Levemente le entrega un pequeño sobre, al abrirlo, encuentra una llave. La mira
detenidamente sin alterarse. Comprende que tiene que subir al ascensor del marchand. Sigilosamente deja su
lugar- ha pagado una pequeña fortuna por su silla- llega al cubil de acero y
espejos, por donde asciende en silencio. Al abrirse las puertas encuentra a un
hombre de edad avanzada, con aire astuto, amplia barba cana, patillas pobladas
y bigotes enormes, cejas anchísimas y ojos ávidos de zorro. Le da la bienvenida
con ceremonia y mientras acariciaba su prominente vientre donde un reloj de oro
desplegaba su antigüedad y que prontamente trató de esconder, comenzó a hablar:
- “Lord Ardlenn, eminencia, debo contarle
una historia...”- escuchó sin gran sorpresa. Intuía una trampa y él era un
gran cazador. La historia era simple. El viejo había hecho un largo viaje a un
país deshabitado casi, donde logró apoderarse de mercadería especial. Algunos
de esos objetos le serían caros a su búsqueda... no sólo estaban allí esos
recuerdos de familia sino que él poseía los cuadernos con anotaciones diarias
que hicieran su tía Cornelia y su prima Dorothy.

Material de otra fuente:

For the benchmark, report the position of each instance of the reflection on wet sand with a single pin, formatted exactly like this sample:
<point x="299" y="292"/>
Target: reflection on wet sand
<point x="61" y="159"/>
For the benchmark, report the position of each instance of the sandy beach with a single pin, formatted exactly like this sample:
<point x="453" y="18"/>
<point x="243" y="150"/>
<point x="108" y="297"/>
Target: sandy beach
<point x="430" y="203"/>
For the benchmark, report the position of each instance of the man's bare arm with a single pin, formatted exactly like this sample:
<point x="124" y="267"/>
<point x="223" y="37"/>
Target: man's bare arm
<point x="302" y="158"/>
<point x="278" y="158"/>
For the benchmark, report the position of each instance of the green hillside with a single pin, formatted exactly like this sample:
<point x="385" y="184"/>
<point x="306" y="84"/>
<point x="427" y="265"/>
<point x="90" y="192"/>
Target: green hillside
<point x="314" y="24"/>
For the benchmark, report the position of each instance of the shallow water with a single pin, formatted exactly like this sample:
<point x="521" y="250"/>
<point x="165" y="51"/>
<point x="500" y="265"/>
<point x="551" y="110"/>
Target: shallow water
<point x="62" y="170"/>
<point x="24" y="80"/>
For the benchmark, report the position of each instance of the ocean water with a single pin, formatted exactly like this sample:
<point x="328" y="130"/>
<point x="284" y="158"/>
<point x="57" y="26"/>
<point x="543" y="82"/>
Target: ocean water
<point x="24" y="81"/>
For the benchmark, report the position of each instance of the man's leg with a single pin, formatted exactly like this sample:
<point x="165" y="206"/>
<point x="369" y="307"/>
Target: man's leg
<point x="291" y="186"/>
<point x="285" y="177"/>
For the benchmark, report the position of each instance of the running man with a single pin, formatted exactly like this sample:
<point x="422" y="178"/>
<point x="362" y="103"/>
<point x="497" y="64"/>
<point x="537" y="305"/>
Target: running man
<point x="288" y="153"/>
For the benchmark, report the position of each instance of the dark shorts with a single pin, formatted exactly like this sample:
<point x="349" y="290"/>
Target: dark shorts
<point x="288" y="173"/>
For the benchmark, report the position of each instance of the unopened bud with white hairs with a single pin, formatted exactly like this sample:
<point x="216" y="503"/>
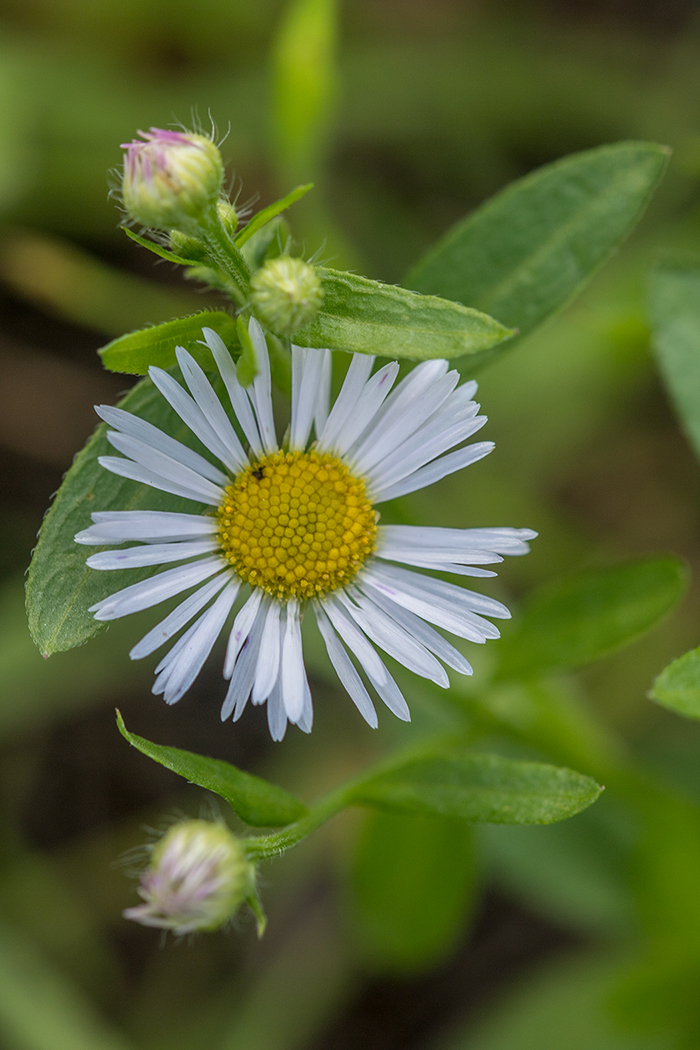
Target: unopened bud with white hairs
<point x="197" y="878"/>
<point x="171" y="179"/>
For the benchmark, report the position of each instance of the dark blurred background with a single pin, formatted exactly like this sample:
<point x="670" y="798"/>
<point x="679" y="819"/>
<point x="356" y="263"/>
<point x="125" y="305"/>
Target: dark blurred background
<point x="427" y="108"/>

No estaban expuestos por ser
tan personales.
Lord Ardlenn, saca la chequera y
firma, el avaro anciano astuto, coloca un número irreverente en el ángulo
superior del billete de banco. ¡ Veinte millones de Euros ¡ se dan la mano.
Desciende el lord al salón sin demostrar la intriga que lo carcome. Es un
“gentleman”. Comienza a pujar por sus deseados objetos. Salta de millón en
millón. Otros oferentes renuncian ante lo absurdo de las ofertas. Así es que
atesora cubiertos, vajilla y cristalería. Quedan la Biblia y el escabel, que
yace allí, codiciado por algunos inversionistas. Una magia especial lo rodea.
Inicia a subir el precio. Nadie abandona la pugna. Sube, sube y el precio era
realmente loco. Comienzan a desistir. De pronto quedan dos en pugna: él y una
dama, cuyo rostro se esconde tras un velo negro. El precio llega a treinta y
ocho millones de Euros. La tensión hipnotiza al público como una ponzoña de
adrenalina ácida. La mujer apenas saca
la bella mano enguantada de su negro escondite para indicar que sube la
oferta, nunca menor al millón. Luce joyas de extraña belleza en sus dedos. Lord
Ardlenn con un imperceptible movimiento indica su trepada. Al llegar a los
cincuenta millones, la pequeña figura femenina sale del lugar sin hablar y cae
el martillo. Un sin número de corresponsales, intermediarios asolan el silencio
tremolante de celulares. Algo inédito ha ocurrido. La incógnita sostiene a los
presentes que sobornarían al mismo demonio para conocer el: ¿por qué?
Cuando George arriba a su caserón en las afueras de
Londres se apresura a leer y releer cada página de los diarios íntimos. También
disfruta de las viejas anotaciones en la Biblia... y se planta frente al escabel. Lo
contempla pensativo. Lo atrae sobremanera, es como un llamado a su delirio
personal... luego se acerca al escritorio que ha heredado de su abuelo. Toma la
navaja Sevillana que le diera su tío... con cuidado corta por la parte inferior
la gruesa tela de lino. Una cascada de monedas de oro cae sobre su regazo, por
la alfombra, por el pavimento de mármol con el dulce sonido de la respuesta.